Navarra recuerda en el cementerio de Torrero a las víctimas fusiladas en Zaragoza en 1936

Acto de homenaje a los navarros fusilados en Zaragoza en 1936
GOBIERNO DE NAVARRA
Actualizado 27/10/2018 18:41:21 CET

PAMPLONA, 27 Oct. (EUROPA PRESS) -

Un monolito erigido en el cementerio de Torrero (Zaragoza) recuerda desde este sábado a las más de 200 víctimas navarras, pertenecientes al Tercio Sanjurjo, que fueron fusiladas en el campo de San Gregorio, junto a la capital aragonesa, y enterradas en una fosa común en Torrero, en los primeros meses del golpe militar de 1936.

El descubrimiento de la escultura ha tenido lugar en el transcurso de un acto de reconocimiento, presidido por la consejera de Relaciones Ciudadanas e Institucionales del Gobierno de Navarra, Ana Ollo, y promovido por el Ejecutivo foral, Parlamento de Navarra y Federación Navarra de Municipios y Concejos. Ha contado también con la colaboración del Ayuntamiento de Zaragoza.

Durante su intervención, la consejera Ollo ha asegurado que el objetivo del acto "no es sólo recuperar la memoria de las víctimas que sufrieron una violencia injusta e injustificable", sino también reconocer "el trabajo y compromiso" de sus familias, que consiguieron, hace ya 40 años, exhumar los cuerpos. Una labor, que en opinión de la consejera, "fue clave en la reivindicación de memoria, verdad y justicia, que, en un camino largo, duro, difícil y sin apoyo institucional durante demasiado tiempo, ha hecho posible que estemos celebrando actos como el de hoy".
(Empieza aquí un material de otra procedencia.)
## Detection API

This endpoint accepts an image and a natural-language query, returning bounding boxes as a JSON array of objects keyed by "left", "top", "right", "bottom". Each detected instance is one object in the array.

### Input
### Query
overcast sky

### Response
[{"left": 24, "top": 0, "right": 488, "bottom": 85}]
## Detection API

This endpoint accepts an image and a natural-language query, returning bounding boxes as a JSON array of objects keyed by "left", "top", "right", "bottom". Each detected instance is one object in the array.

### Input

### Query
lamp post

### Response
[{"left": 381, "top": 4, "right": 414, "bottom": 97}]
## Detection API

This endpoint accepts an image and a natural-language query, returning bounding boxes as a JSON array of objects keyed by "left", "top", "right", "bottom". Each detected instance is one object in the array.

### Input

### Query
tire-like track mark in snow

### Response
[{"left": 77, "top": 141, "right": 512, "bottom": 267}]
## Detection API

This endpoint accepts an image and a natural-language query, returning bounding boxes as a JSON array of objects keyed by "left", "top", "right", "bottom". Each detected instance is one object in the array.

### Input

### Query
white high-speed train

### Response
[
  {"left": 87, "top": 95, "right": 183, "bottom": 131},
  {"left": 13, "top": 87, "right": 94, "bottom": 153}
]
En este sentido, ha mostrado a las familias su agradecimiento por la "lección de vida" ofrecida. "Por su compromiso con la verdad y la justicia; por su solidaridad con otras víctimas, por su trabajo de reivindicación de la memoria y por su generosidad a la hora de mostrar el camino hacia la convivencia", "sin rencor, sin odio, reclamando la memoria de lo que ocurrió, el recuerdo de la injusticia y el dolor de la barbarie de nuestro pasado como forma de reforzar y afianzar nuestro compromiso con la paz, la libertad, la democracia y los Derechos Humanos", ha agregado.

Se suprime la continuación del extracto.